Potevano scegliere fra il disonore

e la guerra. Hanno scelto

il disonore, e avranno la guerra

Winston Churchill

Ma adesso siamo a rischio anche noi

di Gianfranco Polillo [11 febbraio 2010]

Il pasticciaccio di Atene rischia di contagiare buona parte dell'Europa. Ad essere a rischio, nell'ordine, sono paesi diversi per tradizioni e caratteristiche della loro economia. È in pericolo la Spagna, che potrebbe trascinare nel baratro il Portogallo. In prospettiva, questa brutta vicenda potrebbe coinvolgere la stessa Italia, il cui alto debito la espone costantemente ad una crescita della spesa per interessi, qualora le condizioni del mercato internazionale dovessero divenire meno favorevoli per i debitori, specie per quelli più incalliti. Le storie sono naturalmente diverse. Sulla Grecia, ad esempio, ha pesato e pesa l'atteggiamento disinvolto dei suoi governanti: per non esporre il Paese alle reazioni dei mercati, per molto tempo, avevano "taroccato"i conti, imbellettando i bilanci. Poi il momento della verità è divenuto ineludibile e di fronte a un Re ormai nudo, sono scattate le contromisure. Ma con un deficit pari al 12 per cento del Pil - secondo le previsioni dell'Ocse - era difficile occultare ancora una realtà inconfessabile.

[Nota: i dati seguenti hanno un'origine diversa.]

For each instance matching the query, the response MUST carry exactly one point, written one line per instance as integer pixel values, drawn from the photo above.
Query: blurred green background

La Commissione europea, messa alle strette, è intervenuta duramente, prescrivendo una cura da cavallo. Se non l'avesse fatto, il testimone sarebbe, inevitabilmente, passato al Fondo Monetario Internazionale pronto a fare la sua parte.Vi sarebbe stata, così, una doppia delegittimazione: delle autorità greche e di quelle europee, per manifesta incapacità di decidere ed intervenire. L'intera costruzione monetaria ne sarebbe uscita con le ossa rotte, in un momento così difficile per l'intera comunità internazionale. Intervento necessario, quindi. Che solleva, tuttavia, più di un problema. Sembra quasi che la sorte si sia sbizzarrita a tracciare una linea di confine: da una parte i Paesi solvibili, tutti collocati, nel centro del Vecchio continente; dall'altra i reprobi: la periferia Sud, sempre più incapace di onorare gli impegni sottoscritti. C'è, naturalmente, del vero in questa rappresentazione; il suo limite è quello di rimanere alla superficie dei fenomeni. La spia greca è un segnale d'allarme ben più preoccupante: dice che qualcosa nel modello complessiva dell'Europa è entrato in crisi. Negli anni precedenti il grande crollo finanziario, l'equilibrio complessivo dell'area dell'euro era garantito da un rapporto asimmetrico tra la Germania e il resto dei Paesi, con la sola eccezione della Francia. La forza dell'euro, nei confronti delle altre valute - soprattutto il dollaro - era assicurato dall'equilibrio delle partite correnti della bilancia dei pagamenti. Quest'ultimo, a sua volta, era determinato da un forte attivo della Germania, un sostanziale equilibrio della Francia, un forte deficit, fino al 2010, della Grecia (9 per cento del PIL), della Spagna (4,7%) e del Portogallo (9,7 %); meno dell'Italia (2,3% del PIL).

La Germania, con un surplus del 5 per cento del Pil, in media, e una forza economica pari, più o meno, alla somma di quelle mediterranee era in grado di finanziare con i propri attivi gli squilibri dei partner. Poteva, in altri termini, prestar loro le somme necessarie per consentire a ciascuno di vivere al di sopra delle proprie possibilità. Era, in piccolo e in chiave domestica, una replica del modello americano. In questo caso l'economia a debito non era finanziata dalla Cina, ma dalla principale potenza europea. La crisi finanziaria internazionale ha compromesso questo complesso equilibrio. I margini si sono ristretti anche nella stessa Germania - l'attivo previsto per il 2010 è "solo" del 3,5 per cento - facendo crollare l'intero castello di carta, la cui caduta ha penalizzato, soprattutto, l'anello più debole della catena. Se ne uscirà? Non è facile rispondere. Ma una cosa è certa: dopo la vicenda greca, l'Europa non sarà più quella di prima. Di fronte al rischio di un default, la Germania ha manifestato l'intenzione di esercitare in pieno il suo potere sovrano ed una leadership sempre meno condiscendente. Se sarà un bene o un male, lo vedremo nei prossimi mesi. Da che mondo è mondo, - la storia degli Stati Uniti insegna - uno Stato federale o tendenzialmente tale non si regge sull'ecumenismo e la parità dei suoi membri, ma sull'egemonia di qualcuno nei confronti degli altri. Ed è questo il primo significativo segnale di questa crisi.